CloudAI Benchmark Framework v1.5.0

AI Dynamo

This workload (test_template_name is AIDynamo) runs AI inference benchmarks using the Dynamo framework with distributed prefill and decode workers.

Prepare cluster

Before running the AI Dynamo workload on a Kubernetes cluster, ensure that the cluster is set up according to the instructions in the official documentation. Below is a short summary of the required steps:

Copy
Copied!
            

export NAMESPACE=dynamo-system export RELEASE_VERSION=0.7.0 # replace with the desired release version helm upgrade -n default -i dynamo-crds https://helm.ngc.nvidia.com/nvidia/ai-dynamo/charts/dynamo-crds-${RELEASE_VERSION}.tgz helm upgrade -n default -i dynamo-platform https://helm.ngc.nvidia.com/nvidia/ai-dynamo/charts/dynamo-platform-${RELEASE_VERSION}.tgz # The following components are required for multi node only. # Versions should be aligned with Dynamo version. helm upgrade -n default -i grove oci://ghcr.io/ai-dynamo/grove/grove-charts:v0.0.0-gd462e65 helm upgrade -n default -i kai-scheduler oci://ghcr.io/nvidia/kai-scheduler/kai-scheduler:0.0.0-4c29820

Launch and Monitor the Job

Note

Both CloudAI and Dynamo will try to access HuggingFace Hub. To avoid 429 Too Many Requests errors and access models under auth, it is recommended to define HF_TOKEN environment variable before invoking CloudAI. Once set, run uv run hf auth login to authenticate.

Copy
Copied!
            

uv run cloudai run --system-config <k8s system toml> \ --tests-dir conf/experimental/ai_dynamo/test \ --test-scenario conf/experimental/ai_dynamo/test_scenario/vllm_k8s.toml

Node Configuration for AI Dynamo

AI Dynamo jobs use three distinct types of nodes:

  • Frontend node: Hosts the coordination services (etcd, nats), the frontend server, the request generator (genai-perf), and the first decode worker

  • Prefill node(s): Handle the prefill stage of inference

  • Decode node(s): Handle the decode stage of inference (optional, depending on model and setup)

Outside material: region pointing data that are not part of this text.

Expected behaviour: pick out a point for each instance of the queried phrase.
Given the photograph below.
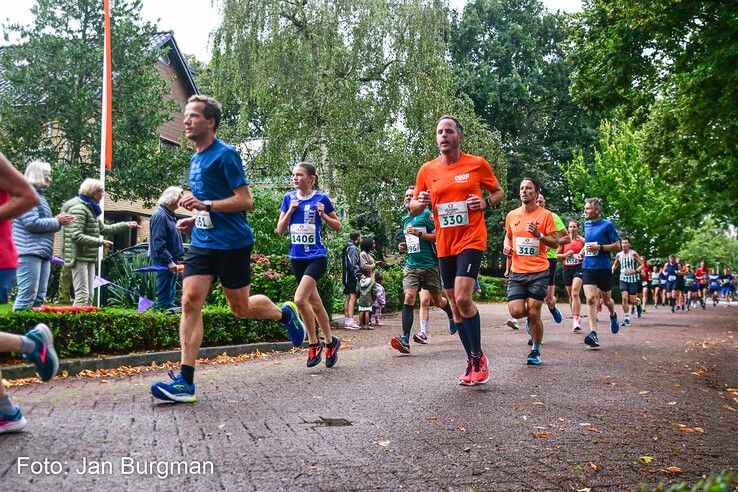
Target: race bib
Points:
(587, 252)
(452, 214)
(302, 234)
(202, 220)
(413, 241)
(527, 246)
(572, 260)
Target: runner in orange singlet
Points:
(452, 183)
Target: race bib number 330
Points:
(452, 214)
(303, 234)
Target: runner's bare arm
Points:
(22, 194)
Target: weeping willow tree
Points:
(354, 87)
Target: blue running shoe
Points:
(177, 391)
(614, 327)
(44, 357)
(534, 358)
(295, 328)
(592, 340)
(14, 422)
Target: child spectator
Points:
(380, 301)
(367, 295)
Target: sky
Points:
(191, 31)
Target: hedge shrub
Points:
(114, 331)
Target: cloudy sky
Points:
(192, 31)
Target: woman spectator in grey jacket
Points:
(33, 235)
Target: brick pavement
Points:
(382, 421)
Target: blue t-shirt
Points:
(214, 174)
(600, 232)
(305, 225)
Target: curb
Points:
(75, 366)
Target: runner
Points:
(571, 255)
(552, 261)
(671, 275)
(530, 229)
(630, 264)
(37, 346)
(221, 245)
(656, 285)
(452, 183)
(600, 239)
(421, 271)
(303, 212)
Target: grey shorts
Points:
(422, 278)
(527, 286)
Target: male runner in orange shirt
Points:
(452, 183)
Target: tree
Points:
(51, 109)
(669, 65)
(354, 87)
(633, 195)
(508, 58)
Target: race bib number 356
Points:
(452, 214)
(303, 234)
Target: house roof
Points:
(157, 41)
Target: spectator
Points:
(33, 235)
(82, 238)
(165, 246)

The total number of required nodes must be:

Copy
Copied!
            

num_prefill_nodes + num_decode_nodes

If there is a mismatch in the number of nodes between the schema and the test scenario, CloudAI will use the number of nodes specified in the test schema, ignoring the value in the test scenario.

All node role assignments and orchestration are automatically managed by CloudAI.

Launch and Monitor the Job

To run the job:

Copy
Copied!
            

uv run cloudai run --system-config <slurm system toml> \ --tests-dir conf/experimental/ai_dynamo/test \ --test-scenario conf/experimental/ai_dynamo/test_scenario/vllm_slurm.toml

One can monitor job progress using either of the following options:

Copy
Copied!
            

watch squeue --me

Copy
Copied!
            

watch tail -n 4 ./results/<scenario name>/*.txt

The frontend node will initially wait to allow weight loading on all nodes. Once ready, it will launch genai-perf, which begins generating requests to the frontend server. All servers cooperate to complete inference, and the output will appear in stdout.txt.

After job completion, CloudAI will place the output logs and result files in the designated results directory. To analyze performance metrics and validate inference outcomes:

  • Navigate to the results directory (e.g., ./results/...)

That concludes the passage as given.